Top 6 Season 1 Episodes Of The X-Files
I love The X-Files. Being that I don’t consider myself a fan of alien-centered things, I think everyone should love The X-Files. It’s not your stereotypical science fiction work. There’s no heavy jargon to struggle through, nobody carries on a relationship with an alien, there’s no recurring blue/green/purple/non-human-hued character, everything takes place on this planet, and non-stretchy fabrics abound! Honestly, I’m not big on the mythology episodes, but I at least find them interesting. While watching them, I never once thought, “This is tired”. There should probably be some sort of award for keeping the topic of aliens fresh.
So, since I love the show I thought, “Why not do a top 6 X-Files episodes?!”. I excitedly sat down and sifted through episodes only to find that narrowing it down to 6 is just impossible and even a little insulting. So, the best I can do is narrow it down to a top 6 per season. Without further ado, I give you the top 6 episodes of season 1 (in chronological order).
6. Squeeze (Episode 3) – In this episode, we meet Victor Tooms who is played by Doug Hutchison (and his potrayal of Tooms is no less creepy than his marriage to Courtney Stodden). Tooms is a 100-year-old jaundiced-looking guy with a taste for livers and the ability to super-stretch his way into a tight space. Most of his existence is spent in hibernation, but every 30 years he emerges to feed. Even if Doug Hutchison wasn’t awesome at wtf, this is the first real monster-of-the-week episode and worth mentioning for that fact alone.
5. Ice (Episode 8) – This is the X-Files version of The Thing. A group of scientists die while drilling for ice cores in Alaska and Mulder and Scully team up with a group of scientists familiar with the project to investigate. Everything starts with a dog who appears to have the plague and definitely has creepy crawlies under his skin. Said creepy crawlies attach to the hypothalamus and make the host violently aggresive. Unfortunately, the team ends up stranded and paranoid. Fortunately, it makes for a good episode.
4. Beyond the Sea (Episode 13) – A deathrow inmate played by Brad Dourif claims to have psychic visions, giving him important information on a serial killer. Mulder thinks he’s connected to the murders and is just trying to avoid the death penalty while Scully is unsure because he begins to tell her things about her freshly dead father that rattle her. By this point in the series, things finally feel less awkward. People are wearing their roles better (David Duchovny) and interacting with each other better (David Duchovny). I don’t think this is the strongest story ever, but Brad Dourif’s acting makes this whole episode worth at least one watch. Any description I give wouldn’t come close to doing him justice. He is amazing and getting to watch him is an absolute treat.

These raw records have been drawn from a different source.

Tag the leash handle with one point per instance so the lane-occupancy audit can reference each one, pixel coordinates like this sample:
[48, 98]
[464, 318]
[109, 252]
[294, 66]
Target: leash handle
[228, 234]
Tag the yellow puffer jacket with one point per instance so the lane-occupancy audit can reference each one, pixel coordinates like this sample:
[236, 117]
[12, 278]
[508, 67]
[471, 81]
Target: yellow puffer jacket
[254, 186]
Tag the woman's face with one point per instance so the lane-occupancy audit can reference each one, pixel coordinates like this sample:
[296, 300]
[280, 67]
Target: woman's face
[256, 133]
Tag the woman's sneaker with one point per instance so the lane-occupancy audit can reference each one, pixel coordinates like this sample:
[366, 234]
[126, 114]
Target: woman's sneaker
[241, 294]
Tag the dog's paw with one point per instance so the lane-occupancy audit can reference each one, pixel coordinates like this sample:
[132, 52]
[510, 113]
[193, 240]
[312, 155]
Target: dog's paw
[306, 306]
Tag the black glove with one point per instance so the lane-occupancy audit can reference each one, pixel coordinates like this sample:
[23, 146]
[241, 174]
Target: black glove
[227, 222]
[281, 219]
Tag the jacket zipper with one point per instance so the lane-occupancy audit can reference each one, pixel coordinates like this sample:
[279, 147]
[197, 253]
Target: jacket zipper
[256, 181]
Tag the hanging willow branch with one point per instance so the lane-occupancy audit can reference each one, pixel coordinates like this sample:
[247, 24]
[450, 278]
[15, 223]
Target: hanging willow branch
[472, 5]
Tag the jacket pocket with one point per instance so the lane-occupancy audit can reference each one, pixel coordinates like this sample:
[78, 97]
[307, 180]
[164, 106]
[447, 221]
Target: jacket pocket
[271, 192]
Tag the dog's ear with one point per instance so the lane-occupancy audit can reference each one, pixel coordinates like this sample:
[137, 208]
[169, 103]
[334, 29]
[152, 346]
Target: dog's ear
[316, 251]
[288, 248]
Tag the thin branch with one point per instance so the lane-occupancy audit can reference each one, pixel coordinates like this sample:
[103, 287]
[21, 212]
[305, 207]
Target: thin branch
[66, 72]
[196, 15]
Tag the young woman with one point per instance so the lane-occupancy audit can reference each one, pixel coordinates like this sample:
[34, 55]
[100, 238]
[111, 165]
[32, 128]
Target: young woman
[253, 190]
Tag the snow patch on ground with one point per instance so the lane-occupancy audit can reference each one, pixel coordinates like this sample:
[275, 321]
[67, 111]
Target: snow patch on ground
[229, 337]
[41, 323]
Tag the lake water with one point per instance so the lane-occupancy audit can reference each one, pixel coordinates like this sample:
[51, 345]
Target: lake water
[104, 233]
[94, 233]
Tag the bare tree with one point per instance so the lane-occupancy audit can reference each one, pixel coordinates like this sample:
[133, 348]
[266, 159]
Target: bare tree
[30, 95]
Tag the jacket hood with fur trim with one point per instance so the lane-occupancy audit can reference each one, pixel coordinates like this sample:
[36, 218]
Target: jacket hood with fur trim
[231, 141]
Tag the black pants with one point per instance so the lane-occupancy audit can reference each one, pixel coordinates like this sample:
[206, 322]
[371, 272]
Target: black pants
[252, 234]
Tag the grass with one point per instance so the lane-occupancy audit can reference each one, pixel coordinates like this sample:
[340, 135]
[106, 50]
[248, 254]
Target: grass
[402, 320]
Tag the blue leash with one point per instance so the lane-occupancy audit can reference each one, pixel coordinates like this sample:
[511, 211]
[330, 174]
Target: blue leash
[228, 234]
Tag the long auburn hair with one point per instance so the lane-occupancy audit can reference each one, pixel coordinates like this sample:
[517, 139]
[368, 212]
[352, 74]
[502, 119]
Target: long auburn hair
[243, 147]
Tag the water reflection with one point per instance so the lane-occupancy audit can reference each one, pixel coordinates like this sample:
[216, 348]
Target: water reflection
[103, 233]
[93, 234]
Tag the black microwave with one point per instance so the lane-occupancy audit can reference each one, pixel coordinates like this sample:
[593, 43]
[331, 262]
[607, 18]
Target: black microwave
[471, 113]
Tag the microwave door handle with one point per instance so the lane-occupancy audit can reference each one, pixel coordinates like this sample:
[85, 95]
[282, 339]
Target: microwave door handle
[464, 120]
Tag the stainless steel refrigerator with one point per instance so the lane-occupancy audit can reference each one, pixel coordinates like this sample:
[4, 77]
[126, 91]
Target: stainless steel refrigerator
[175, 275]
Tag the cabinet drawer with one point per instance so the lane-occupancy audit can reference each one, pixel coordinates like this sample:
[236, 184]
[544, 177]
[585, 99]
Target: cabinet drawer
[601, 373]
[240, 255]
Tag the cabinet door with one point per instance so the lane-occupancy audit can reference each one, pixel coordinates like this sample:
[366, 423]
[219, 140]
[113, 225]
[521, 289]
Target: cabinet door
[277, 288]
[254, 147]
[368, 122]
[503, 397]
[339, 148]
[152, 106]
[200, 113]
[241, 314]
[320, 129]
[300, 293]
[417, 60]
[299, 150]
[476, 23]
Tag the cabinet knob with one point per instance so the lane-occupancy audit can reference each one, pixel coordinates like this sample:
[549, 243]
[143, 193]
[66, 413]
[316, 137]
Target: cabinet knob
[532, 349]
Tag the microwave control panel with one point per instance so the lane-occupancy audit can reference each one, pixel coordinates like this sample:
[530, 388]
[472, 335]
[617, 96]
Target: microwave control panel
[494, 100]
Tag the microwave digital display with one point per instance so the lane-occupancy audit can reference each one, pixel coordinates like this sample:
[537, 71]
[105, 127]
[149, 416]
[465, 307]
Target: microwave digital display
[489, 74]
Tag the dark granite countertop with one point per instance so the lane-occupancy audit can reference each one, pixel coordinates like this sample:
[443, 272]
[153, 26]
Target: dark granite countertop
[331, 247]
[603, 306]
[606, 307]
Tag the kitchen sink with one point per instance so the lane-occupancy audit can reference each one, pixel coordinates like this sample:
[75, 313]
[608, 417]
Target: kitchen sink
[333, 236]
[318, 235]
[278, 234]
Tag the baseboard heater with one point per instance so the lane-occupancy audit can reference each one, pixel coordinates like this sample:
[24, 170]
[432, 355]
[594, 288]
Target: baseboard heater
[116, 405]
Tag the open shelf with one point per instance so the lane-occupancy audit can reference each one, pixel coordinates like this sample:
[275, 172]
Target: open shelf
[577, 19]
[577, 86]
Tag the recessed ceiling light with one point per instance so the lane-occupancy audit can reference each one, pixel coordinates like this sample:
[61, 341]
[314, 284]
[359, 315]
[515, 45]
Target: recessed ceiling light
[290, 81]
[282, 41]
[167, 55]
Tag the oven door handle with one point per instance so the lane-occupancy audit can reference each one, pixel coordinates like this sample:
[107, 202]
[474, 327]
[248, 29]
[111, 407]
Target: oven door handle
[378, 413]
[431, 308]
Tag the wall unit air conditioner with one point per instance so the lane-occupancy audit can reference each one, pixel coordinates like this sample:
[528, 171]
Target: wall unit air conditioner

3. Gender Bender (Episode 14) – The investigation of post-sex murders involving someone who seems to walk in as one gender and walk out as another leads Mulder and Scully to a sect of isolationists in Massachusetts called The Kindred. This is really all I want to say on this episode because the creepiness should speak for itself.
2. Miracle Man (Episode 18) – A young boy named Samuel raises a man from the dead and when he grows up and becomes super hot, people start dying after taking part in his religious healing show. Samuel believes it’s his fault and a punishment from God and demands to be locked up. After he turns up dead, it comes to light that one of his own betrayed him.
1. Darkness Falls (Episode 20) – The FBI is called in when a group of loggers disappears and eco-terrorism is suspected. Mulder, of course, believes the supernatural is involved and is quickly proven correct when they find a man drained of all his bodily fluids in a cocoon. They come to find the cause is an ancient bioluminescent insect that doesn’t like light. This is one of those episodes in which Mulder and Scully do not win. They, themselves, get cocooned. While they do get saved just in the nick of time, I do greatly appreciate that the show isn’t afraid to put the usual heroes smack dab in the belly of the beast.